Jud stared dumbly at the speaker as though almost stunned. Perhaps he might have said something under the spur of such strange emotions as were chasing through his brain, but just then Bobolink chanced to sneer. The sound acted on Jud like magic, for he drew himself up, turned to look boldly into the face of each and every boy present, then thrust his right hand into his buttoned coat and with head thrown back walked out of the room, noisily closing the door after him.
Several of the scouts shook their heads.
“Pretty fine game you played with him, Paul,” remarked George Hurst, “but it strikes me it was like throwing pearls before swine. Jud has a hide as thick as a rhinoceros and nothing can pierce it. Kind words are thrown away with fellows of his stripe, I’m afraid. A kick and a punch are all they can understand.”
“Yes,” added Red Collins, “when you try the soft pedal on them they think you’re only afraid. I’m half sorry now you didn’t let us carry out that ducking scheme. Jud deserved it right well, for a fact.”
“It would have been cruel to drop him into ice water with such a wound freshly made,” remarked Jack. “Wait and see whether Paul’s plan was worth the candle.”
“Mark my words,” commented Tom Betts, “we’ll have lots of trouble with him yet.”
“Shucks! who cares?” laughed Bobolink, “it’s all in the game, you know.
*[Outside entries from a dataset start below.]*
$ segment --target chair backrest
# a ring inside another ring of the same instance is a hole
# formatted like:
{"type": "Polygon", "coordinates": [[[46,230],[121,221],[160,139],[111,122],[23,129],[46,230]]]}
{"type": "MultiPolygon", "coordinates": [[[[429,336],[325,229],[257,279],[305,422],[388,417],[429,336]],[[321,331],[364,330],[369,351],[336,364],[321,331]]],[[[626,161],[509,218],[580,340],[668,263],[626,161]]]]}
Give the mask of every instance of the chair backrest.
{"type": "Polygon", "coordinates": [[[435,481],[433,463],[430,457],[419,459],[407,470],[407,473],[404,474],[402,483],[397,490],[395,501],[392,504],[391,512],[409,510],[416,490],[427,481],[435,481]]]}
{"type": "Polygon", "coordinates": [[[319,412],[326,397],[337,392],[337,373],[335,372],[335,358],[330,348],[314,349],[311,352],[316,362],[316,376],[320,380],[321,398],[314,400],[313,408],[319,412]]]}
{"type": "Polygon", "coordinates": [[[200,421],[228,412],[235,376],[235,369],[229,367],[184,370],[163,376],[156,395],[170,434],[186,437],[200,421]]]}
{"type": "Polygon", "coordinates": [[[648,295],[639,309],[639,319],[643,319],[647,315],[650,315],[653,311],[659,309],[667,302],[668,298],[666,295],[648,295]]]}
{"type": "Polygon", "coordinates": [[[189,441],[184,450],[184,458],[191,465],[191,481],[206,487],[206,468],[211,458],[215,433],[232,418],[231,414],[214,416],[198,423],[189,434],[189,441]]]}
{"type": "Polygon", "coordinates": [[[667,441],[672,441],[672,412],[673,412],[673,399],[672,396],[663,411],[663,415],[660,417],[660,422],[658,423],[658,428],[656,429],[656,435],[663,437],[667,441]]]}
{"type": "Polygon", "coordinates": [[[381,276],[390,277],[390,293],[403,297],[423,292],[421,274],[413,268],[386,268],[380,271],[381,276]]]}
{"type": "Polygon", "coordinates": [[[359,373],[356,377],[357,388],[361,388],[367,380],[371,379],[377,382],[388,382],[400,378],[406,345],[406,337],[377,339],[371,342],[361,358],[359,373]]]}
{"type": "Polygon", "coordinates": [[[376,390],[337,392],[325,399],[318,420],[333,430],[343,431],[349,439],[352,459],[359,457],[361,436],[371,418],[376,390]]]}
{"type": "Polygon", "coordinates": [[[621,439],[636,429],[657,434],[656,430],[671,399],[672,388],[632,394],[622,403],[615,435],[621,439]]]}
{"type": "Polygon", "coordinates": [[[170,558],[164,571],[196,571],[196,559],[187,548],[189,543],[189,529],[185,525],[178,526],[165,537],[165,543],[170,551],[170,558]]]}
There’s Paul getting ready to go home, so let’s forget it till we meet to-morrow.”
CHAPTER VIII
BOBOLINK AND THE STOREKEEPER
According to their agreement, Jack and Bobolink met on a certain corner on the following morning. Their purpose was to purchase the staple articles of food that half a score of hungry lads would require to see them through a couple of weeks’ stay in the snow forest.
“It’s a lucky thing, too,” Bobolink remarked, after the other had displayed the necessary funds taken from his pocket, “that our treasury happens to be fairly able to stand the strain just now.”
“Oh, well! except for that we’d have had to take up subscriptions,” laughed Jack. “I know several people who would willingly help us out. The scouts of Stanhope have made good in the past, and a host of good friends are ready to back them.”
“Yes, and for that matter I guess Mr. Thomas Garrity would have been only too glad to put his hand deep down in his pocket,” suggested Bobolink.
“He’s an old widower, and with plenty of ready cash, too,” commented the other boy. “But, after all, it’s much better for us to stand our own expense as long as we can.”